4-29-2008dumpsters1August 1 is just around the corner, and the popular move-in/move-out date means one thing for those of us seeking some Cheap Thrills: It’s prime Dumpster-diving season.

Dumpster diving, for the uninitiated, is reaping the benefits of those who hit a certain level of frustration with moving and simply dump things they don’t want either in or near trash receptacles.

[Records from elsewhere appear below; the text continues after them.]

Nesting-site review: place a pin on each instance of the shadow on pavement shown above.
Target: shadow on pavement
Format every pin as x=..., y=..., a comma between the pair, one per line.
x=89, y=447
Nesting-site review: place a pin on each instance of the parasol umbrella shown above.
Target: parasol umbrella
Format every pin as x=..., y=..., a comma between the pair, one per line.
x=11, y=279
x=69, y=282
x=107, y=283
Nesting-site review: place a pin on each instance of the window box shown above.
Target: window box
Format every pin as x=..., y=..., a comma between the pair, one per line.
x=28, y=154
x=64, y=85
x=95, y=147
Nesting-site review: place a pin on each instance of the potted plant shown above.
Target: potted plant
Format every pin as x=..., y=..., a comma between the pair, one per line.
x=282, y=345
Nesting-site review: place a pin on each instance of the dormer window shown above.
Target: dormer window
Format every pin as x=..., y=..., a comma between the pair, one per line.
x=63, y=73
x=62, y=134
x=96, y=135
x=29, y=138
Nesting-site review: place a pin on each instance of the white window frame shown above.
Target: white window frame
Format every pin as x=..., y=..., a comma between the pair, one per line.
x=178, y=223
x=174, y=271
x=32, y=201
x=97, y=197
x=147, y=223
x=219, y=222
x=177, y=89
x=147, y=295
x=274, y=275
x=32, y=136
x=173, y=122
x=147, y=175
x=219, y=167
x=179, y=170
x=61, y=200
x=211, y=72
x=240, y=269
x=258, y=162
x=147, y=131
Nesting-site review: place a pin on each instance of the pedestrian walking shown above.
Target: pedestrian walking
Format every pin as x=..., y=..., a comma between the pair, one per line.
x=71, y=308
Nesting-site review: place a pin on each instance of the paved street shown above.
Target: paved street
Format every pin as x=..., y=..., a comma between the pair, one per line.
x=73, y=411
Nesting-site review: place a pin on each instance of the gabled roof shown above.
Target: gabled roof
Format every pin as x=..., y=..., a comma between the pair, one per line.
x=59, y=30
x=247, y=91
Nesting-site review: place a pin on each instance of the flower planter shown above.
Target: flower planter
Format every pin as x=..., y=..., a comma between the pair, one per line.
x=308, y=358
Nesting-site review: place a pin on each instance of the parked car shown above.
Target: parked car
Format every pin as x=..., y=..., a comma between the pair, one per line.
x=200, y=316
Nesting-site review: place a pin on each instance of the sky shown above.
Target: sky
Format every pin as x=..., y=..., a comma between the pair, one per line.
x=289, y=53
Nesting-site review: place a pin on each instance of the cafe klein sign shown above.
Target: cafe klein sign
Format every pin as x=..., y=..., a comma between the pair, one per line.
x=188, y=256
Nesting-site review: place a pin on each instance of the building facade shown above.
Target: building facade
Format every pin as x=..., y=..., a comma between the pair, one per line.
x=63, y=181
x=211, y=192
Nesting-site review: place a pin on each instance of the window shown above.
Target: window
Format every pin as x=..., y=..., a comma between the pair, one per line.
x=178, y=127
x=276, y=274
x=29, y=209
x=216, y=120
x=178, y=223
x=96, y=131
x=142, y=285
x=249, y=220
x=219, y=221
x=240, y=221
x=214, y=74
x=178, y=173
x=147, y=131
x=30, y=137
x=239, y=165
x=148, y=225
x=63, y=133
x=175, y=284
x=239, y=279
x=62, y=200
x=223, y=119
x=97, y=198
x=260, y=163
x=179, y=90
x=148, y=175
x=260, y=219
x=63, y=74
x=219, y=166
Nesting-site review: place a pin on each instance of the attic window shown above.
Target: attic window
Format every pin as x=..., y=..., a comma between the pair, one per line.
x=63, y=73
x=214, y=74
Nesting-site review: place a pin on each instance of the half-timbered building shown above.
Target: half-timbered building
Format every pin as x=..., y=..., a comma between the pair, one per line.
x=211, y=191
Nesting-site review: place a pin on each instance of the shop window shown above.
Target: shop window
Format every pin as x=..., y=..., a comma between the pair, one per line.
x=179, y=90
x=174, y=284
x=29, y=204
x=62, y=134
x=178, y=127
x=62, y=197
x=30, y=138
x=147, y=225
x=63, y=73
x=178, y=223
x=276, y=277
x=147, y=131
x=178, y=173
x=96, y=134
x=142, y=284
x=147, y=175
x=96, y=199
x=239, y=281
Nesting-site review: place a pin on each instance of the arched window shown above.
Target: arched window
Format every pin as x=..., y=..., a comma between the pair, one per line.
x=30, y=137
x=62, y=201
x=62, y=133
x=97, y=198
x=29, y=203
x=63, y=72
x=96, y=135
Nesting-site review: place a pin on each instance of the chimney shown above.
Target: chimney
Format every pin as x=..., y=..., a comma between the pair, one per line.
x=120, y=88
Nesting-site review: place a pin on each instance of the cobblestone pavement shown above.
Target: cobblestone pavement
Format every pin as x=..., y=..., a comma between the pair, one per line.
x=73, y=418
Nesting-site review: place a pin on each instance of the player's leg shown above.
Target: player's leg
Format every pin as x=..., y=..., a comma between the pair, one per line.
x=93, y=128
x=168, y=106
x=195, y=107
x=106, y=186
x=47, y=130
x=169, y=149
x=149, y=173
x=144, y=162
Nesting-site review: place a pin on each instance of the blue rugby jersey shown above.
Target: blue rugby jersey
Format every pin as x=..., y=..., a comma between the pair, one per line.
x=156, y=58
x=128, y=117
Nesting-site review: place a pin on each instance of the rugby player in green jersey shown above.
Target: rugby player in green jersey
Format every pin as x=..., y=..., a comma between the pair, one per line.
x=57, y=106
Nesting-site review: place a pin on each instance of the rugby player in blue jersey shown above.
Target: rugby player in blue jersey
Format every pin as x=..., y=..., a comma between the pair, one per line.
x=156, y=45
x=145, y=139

I’ve scored some great stuff through Dumpster diving over the years. Here are five reasons to don some old clothes, hold your nose, and see if you too can find treasure in other people’s trash:

1. You don’t have to get up early. One of the best things about Dumpster diving is that people are moving at all hours. A 3 p.m. cruise through an alley can be just as fortuitous as a 6:30 a.m. dive.  For that matter, there is hardly ever any haggling, either, unless you find yourself nose-to-nose with another diver, both eying an entertainment center. My advice? Yield. Dumpster divers are famously fierce and notoriously stinky.

2. You don’t have to write a shopping list. It’s impossible to predict what people are going to throw out, so put your expectations away. My laissez-faire attitude toward Dumpster diving has won me a wooden stand for my record player, several colorful lamps, and a hefty charcoal grill—none of which I knew I needed until I considered their near-perfect condition.

3. Free food. This is, admittedly, not for the faint of heart. More seasoned divers can exist purely on found food, while I tend to go with sealed packages only. During a diving trip to the University of Colorado-Boulder, I filmed a video on some of my findings (including the previously mentioned grill and lamps) for a newspaper story. Along the way I scored an unopened box of PopTarts and a package of Twizzlers. (Be sure to listen to the end of the video to experience the videographer’s reaction as I start to eat my candy from the trash.)

4. Puppies! There will be some decidedly un-cute things in a Dumpster. I remember sitting down in a great old recliner only to have a friend point out that my arm was resting in dried vomit. Keep in mind, however, that on certain amazing days people have unexpectedly found adorable little friends in their exploration.

5. It’s officially literary. 5280‘s own Laura Pritchett has edited a collection titled Going Green: True Tales from Gleaners, Scavengers, and Dumpster Divers. Once you come back flushed with excitement from your new, free gear, read these assorted tales of Dumpster divers, yard salers, and even road-kill scavengers to stay inspired.